Details
-
Task
-
Resolution: Duplicate
-
Major
-
7.1.4
Description
Issue
kv-engine pauses DCP backfills if mem_used is high. However Magma's BySeqIterator even in the paused state continues to consume buffer memory. This can cause kv-engine to never come out of such a pause and hang backfills forever.
Here's such a reproduction of this issue on cluster_run, 1GB bucket quota, 1024 DCP backfills, 1MB item sizes.
All backfills are paused due to "DCP backfilling task temporarily suspended because the current memory usage is too high".
secondary_mem_domain is 931MB. There's also 300MB of unaccounted memory.
We need to release the buffer memory in such situations so that kv-engine gets free memory to continue at least some backfills.
Background
BySeqIterator buffer memory consumption is due to holding of index, data blocks for multiple SSTables across multiple LSMTree levels.
For item sizes <= data block size, the memory used is fairly predictable:
5 levels/sstables * 3 index depth * 4KB block size = 60KB.
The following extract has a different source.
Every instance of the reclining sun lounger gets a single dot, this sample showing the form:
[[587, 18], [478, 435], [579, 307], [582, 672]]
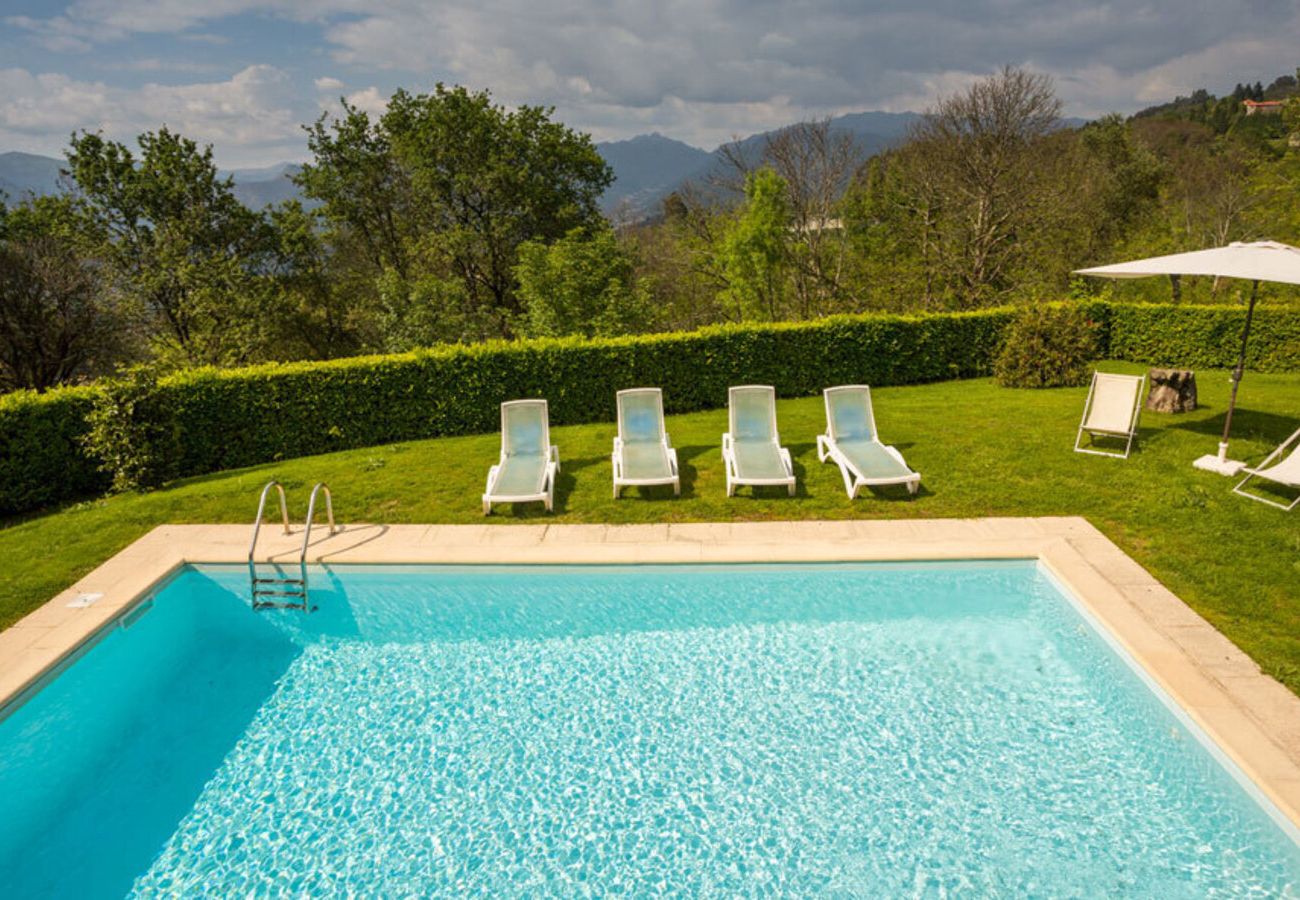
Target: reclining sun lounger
[[1112, 411], [850, 442], [642, 455], [1286, 472], [752, 449], [528, 462]]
However if the item size is greater than data block size, then the memory usage is not predictable and is dominated by item size as shown in the reproduction above. For example taking 1MB item size:
4 non-LSD levels * 3 index depth * 4KB block size = 48KB.
2 index blocks * 4KB + 1 data block * 1MB = 1.008MB.
Total=1.056MB
Possible solutions
1) Destroy/recreate the iterator after every pause/unpause.
Pros: Easy to implement. Optimises memory usage in all cases irrespective of item size.
Cons: Reseek will incur read I/Os to reposition iterator across all levels.
2) For large items when a data block will only contain one item, release data block memory (BlockIterator in SSTableIterator) and give kv-engine a value copy.
Pros: No extra read I/Os incurred.
Cons: More code change required. Only handles the case where item sizes are large. What if the buffer memory usage is unacceptable even when item sizes <= data block size?
Issue | Resolution |
Disk backfills were hanging permanently due to high memory consumption when large documents were streamed over many DCP streams concurrently. | Memory for a document read by a DCP stream is now released before switching to another stream. |